In their new woodland home, the pigs have already made a wallow and are totally covered in mud...happy pigs!!

In their new woodland home, the pigs have already made a wallow and are totally covered in mud...happy pigs!!

Jim also moved our larger ewe group in one of the pasture locations off the farm.  A lot of work!

When Friday rolled around, the upcoming three days of studio time was such a luxury for me!  Rarely do I even get three hours of uninterrupted time in the studio!  Even better, the weekend was punctuated by people stopping by on the tour — woohoo…people!  Many of our visitors were vacationing in Maine and were very excited to have found the Maine Fiberarts Tour Map.  They were having a blast visiting around and were pleasantly surprised to find a fair number of farms, studios & shops open right here on our little peninsula.  Jim was invited for a Saturday afternoon of sailing with friends so off he went — a well deserved break for him!
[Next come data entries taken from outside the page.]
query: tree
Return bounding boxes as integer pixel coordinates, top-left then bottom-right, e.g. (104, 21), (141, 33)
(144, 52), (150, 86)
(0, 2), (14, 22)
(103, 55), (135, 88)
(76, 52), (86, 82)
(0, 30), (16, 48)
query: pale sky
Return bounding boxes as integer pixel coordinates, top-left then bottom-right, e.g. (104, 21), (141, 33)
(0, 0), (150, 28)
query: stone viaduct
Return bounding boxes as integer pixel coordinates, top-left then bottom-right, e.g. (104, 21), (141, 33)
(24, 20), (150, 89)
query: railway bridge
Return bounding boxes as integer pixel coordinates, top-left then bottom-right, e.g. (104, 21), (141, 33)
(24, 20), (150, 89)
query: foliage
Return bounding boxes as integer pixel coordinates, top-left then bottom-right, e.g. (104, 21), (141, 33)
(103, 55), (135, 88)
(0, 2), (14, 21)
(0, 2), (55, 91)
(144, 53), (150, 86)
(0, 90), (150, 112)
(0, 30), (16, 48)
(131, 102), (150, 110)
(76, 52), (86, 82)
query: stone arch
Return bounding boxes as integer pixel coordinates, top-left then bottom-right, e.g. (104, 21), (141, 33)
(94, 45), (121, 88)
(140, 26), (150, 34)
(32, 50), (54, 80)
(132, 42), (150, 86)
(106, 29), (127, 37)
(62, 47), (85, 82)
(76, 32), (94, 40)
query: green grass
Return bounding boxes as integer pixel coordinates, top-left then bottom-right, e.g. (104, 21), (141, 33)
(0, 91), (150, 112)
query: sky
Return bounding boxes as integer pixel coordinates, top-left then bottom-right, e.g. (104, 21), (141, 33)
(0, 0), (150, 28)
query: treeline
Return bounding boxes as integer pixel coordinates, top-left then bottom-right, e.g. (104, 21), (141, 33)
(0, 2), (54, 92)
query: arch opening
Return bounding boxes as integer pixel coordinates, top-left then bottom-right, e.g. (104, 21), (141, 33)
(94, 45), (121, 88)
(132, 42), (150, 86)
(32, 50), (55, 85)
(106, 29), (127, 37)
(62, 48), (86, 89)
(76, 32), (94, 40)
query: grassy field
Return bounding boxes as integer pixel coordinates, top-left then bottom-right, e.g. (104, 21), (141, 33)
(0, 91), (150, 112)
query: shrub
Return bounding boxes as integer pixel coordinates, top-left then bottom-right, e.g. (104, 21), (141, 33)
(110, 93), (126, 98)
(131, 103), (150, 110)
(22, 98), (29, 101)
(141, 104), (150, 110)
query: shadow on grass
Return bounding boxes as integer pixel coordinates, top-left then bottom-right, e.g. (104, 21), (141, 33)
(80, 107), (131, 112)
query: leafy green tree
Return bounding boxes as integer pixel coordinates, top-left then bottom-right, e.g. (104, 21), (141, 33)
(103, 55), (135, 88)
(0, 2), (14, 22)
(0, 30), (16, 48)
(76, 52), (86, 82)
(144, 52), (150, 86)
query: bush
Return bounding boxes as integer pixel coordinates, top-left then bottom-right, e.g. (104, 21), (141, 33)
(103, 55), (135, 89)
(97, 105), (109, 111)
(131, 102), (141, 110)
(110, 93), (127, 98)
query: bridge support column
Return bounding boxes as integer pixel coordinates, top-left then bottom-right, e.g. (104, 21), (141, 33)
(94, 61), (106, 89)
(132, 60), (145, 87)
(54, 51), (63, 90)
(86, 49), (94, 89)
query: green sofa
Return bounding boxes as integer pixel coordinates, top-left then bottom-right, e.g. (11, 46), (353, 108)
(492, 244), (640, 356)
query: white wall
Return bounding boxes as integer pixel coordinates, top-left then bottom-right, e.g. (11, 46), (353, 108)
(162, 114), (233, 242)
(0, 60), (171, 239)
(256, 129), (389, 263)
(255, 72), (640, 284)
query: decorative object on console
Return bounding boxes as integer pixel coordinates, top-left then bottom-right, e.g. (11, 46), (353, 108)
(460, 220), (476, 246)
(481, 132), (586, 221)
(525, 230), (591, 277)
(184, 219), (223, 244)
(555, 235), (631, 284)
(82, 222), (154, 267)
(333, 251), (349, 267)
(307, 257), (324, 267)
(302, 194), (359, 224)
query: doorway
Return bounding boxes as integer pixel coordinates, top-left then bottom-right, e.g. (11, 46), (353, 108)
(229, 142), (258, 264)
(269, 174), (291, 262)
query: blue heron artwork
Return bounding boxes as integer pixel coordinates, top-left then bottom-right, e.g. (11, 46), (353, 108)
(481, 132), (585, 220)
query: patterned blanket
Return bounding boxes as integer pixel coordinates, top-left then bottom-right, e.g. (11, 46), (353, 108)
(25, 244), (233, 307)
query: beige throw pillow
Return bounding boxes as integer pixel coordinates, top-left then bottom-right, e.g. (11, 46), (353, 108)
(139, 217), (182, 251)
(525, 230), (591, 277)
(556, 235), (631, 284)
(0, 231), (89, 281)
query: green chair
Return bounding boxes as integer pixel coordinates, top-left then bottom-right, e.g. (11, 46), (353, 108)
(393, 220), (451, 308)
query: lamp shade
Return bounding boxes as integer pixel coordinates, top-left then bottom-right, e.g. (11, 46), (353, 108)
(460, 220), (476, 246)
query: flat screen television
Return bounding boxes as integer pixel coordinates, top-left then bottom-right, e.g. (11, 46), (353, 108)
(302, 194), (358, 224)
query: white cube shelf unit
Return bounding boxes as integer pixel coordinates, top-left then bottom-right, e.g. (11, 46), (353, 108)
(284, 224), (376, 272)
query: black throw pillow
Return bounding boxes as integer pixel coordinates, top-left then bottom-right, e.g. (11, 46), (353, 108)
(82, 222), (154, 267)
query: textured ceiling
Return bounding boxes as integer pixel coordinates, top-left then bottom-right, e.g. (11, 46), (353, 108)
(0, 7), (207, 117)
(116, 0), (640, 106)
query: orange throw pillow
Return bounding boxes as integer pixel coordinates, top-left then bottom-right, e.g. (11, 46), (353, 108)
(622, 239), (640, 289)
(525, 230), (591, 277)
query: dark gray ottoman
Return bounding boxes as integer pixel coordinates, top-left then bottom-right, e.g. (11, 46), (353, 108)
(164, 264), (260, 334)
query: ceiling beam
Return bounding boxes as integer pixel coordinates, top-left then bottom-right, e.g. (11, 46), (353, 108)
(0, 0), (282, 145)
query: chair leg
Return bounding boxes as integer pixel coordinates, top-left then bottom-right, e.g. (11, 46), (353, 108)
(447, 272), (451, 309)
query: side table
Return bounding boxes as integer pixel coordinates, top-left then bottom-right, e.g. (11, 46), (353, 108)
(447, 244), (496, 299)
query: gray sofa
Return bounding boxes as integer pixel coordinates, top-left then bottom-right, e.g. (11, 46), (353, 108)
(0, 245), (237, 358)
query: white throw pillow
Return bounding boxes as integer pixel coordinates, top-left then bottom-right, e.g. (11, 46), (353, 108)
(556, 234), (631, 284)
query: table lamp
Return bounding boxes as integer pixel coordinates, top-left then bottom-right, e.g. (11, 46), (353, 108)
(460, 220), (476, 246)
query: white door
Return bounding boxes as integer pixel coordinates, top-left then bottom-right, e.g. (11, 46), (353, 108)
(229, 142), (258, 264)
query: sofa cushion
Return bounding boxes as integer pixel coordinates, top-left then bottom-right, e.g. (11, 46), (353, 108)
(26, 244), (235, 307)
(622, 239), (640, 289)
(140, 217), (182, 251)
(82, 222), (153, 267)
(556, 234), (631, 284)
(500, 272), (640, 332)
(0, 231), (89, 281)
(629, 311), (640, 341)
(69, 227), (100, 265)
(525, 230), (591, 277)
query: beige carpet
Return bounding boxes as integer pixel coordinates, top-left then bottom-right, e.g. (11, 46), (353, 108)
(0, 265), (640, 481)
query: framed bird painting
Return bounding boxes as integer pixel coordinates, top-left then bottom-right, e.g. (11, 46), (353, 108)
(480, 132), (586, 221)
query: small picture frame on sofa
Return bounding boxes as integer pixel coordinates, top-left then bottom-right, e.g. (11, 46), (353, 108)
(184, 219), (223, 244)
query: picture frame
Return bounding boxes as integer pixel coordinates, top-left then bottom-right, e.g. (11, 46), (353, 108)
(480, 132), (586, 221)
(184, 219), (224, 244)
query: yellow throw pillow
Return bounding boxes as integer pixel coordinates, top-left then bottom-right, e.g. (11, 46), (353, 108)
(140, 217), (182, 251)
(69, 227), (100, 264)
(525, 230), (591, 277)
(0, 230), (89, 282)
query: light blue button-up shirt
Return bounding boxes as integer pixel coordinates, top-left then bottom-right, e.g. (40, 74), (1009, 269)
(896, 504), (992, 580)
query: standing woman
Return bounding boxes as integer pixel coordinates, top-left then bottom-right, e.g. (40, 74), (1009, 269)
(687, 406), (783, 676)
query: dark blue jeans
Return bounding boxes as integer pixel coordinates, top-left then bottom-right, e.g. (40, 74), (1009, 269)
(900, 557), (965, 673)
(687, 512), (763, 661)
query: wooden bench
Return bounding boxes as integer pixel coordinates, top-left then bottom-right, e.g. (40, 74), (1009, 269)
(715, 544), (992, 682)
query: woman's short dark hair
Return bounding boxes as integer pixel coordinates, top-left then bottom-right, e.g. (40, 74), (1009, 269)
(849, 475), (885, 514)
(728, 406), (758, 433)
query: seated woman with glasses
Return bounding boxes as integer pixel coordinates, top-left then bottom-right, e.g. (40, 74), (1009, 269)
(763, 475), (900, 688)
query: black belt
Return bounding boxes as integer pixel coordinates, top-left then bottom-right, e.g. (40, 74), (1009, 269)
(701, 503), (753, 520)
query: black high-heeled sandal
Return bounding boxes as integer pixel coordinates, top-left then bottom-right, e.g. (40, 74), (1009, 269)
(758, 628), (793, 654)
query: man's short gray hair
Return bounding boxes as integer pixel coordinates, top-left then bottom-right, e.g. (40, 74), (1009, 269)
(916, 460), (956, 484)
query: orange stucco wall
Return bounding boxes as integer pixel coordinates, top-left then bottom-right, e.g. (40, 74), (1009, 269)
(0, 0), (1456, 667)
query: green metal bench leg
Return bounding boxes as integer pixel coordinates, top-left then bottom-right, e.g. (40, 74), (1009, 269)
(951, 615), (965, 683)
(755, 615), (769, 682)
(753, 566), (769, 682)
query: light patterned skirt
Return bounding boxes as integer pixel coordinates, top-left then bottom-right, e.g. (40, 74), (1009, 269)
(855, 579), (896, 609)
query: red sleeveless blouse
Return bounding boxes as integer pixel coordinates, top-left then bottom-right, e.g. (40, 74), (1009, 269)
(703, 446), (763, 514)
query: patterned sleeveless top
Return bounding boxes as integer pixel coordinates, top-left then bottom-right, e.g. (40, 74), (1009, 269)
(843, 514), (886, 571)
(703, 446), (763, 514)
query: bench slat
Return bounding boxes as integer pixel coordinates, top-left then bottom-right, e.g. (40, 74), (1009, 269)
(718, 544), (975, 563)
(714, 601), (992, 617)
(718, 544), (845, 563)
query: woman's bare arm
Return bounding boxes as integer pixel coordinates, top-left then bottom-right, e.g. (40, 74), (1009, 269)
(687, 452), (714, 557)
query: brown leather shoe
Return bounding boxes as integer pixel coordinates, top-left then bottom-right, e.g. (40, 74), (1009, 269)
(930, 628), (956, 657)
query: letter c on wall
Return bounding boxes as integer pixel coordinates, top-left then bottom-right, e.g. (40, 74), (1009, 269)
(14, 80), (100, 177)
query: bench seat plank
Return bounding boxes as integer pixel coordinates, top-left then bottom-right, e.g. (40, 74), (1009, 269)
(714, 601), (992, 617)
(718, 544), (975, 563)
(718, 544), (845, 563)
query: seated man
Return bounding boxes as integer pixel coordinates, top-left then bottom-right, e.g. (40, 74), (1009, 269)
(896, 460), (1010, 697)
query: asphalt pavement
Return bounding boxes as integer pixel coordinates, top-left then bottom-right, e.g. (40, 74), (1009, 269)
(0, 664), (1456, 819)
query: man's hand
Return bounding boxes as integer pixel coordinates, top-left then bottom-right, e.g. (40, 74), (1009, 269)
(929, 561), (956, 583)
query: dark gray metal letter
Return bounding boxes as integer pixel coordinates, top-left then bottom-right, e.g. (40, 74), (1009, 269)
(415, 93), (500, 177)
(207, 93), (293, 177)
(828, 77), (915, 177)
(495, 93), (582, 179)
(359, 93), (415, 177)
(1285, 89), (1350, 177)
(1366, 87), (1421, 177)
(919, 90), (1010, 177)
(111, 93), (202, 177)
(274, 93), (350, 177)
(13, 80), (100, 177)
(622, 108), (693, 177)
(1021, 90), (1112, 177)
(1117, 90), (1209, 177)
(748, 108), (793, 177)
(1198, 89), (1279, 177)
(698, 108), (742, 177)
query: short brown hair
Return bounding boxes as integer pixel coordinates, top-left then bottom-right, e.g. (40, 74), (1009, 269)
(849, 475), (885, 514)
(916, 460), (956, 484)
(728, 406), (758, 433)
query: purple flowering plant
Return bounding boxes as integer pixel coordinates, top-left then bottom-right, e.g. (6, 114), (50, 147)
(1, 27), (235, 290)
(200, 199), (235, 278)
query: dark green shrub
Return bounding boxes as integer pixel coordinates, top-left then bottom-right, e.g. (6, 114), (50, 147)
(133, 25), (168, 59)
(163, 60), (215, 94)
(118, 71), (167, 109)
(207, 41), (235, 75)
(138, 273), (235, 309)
On Sunday, Jim was hinting that his wisdom tooth was giving him some trouble.  He already had an appointment to have them (the last 2) removed on the 21st but it was looking like he wouldn’t be able to make it to that date. On Monday, he called the oral surgeon and on Tuesday, the offending tooth and its stubborn friend were extracted.  Unfortunately, I’d already made plans to make a trip to the island of Vinalhaven on Wednesday so I had to leave Jim on his own…thank goodness for drugs!

Vinalhaven was amazing!  It was overcast as I left home and not much had changed when I boarded the ferry 45 minutes later. But as the ferry approached the island, the clouds opened up and it became a beautiful day!

A common sight on the ferry...supplies for the island.

A common sight on the ferry...supplies for the island.

I’d been invited to visit and advise the owner and farm caretaker of Long Cove Farm on fleece preparation for handspinners.  They’re raising Merinos and until now have been selling the fleeces for commercial purposes.  So…this was a very fun time!  After arriving and having a fine lunch of lobster roll & other goodies, we got into some lovely fleeces.

I spotted this boat with a great name as we were leaving Rockland harbor.

I spotted this boat with a great name as we were leaving Rockland harbor.

Unfortunately, my camera batteries died before I could take any photos of the farm or fleeces…argh!

The owner of Vinalhaven Long Cove Farm, Wanatha,  gave me a trio (2 hens & a rooster) of CuckooMarans so I put together a temporary home for them in the big barn while we got the henmobile ready for the long trip to the back fields…finally it’s dry enough that the house won’t sink into the pasture.  I have to say that this particular pasture is one of my favorite spots.  It’s always cool and when you walk around out there, the wild mint is bruised under foot and sends up its lovely scent…ummmm!  Bad news…sheep won’t eat it!  So we’re putting the chickens up there and will see if they eat it.  I’ll be very surprised if they don’t!

Right about Thursday, summer arrived on the coast of Maine…88+ degrees and about the same percent humidity.  This is unusual for us but hey! it’s not raining so I’m not complaining!  By Sunday afternoon, the big ewe group had again been moved to new pasture, the boys had been FAMACHA scored and moved as well.  The new chicken trio had been introduced into the henmobile with the laying flock (in the middle of the night) and the whole kit n’ kabootle had been moved to the back pasture.

The henmobile hits the road...Skye brings up the rear!

The henmobile hits the road...Skye brings up the rear!

On Sunday we went to the harbor for a lobster dinner and celebrated our 39th wedding anniversary and my [not 39th] birthday…it was a perfectly beautiful evening.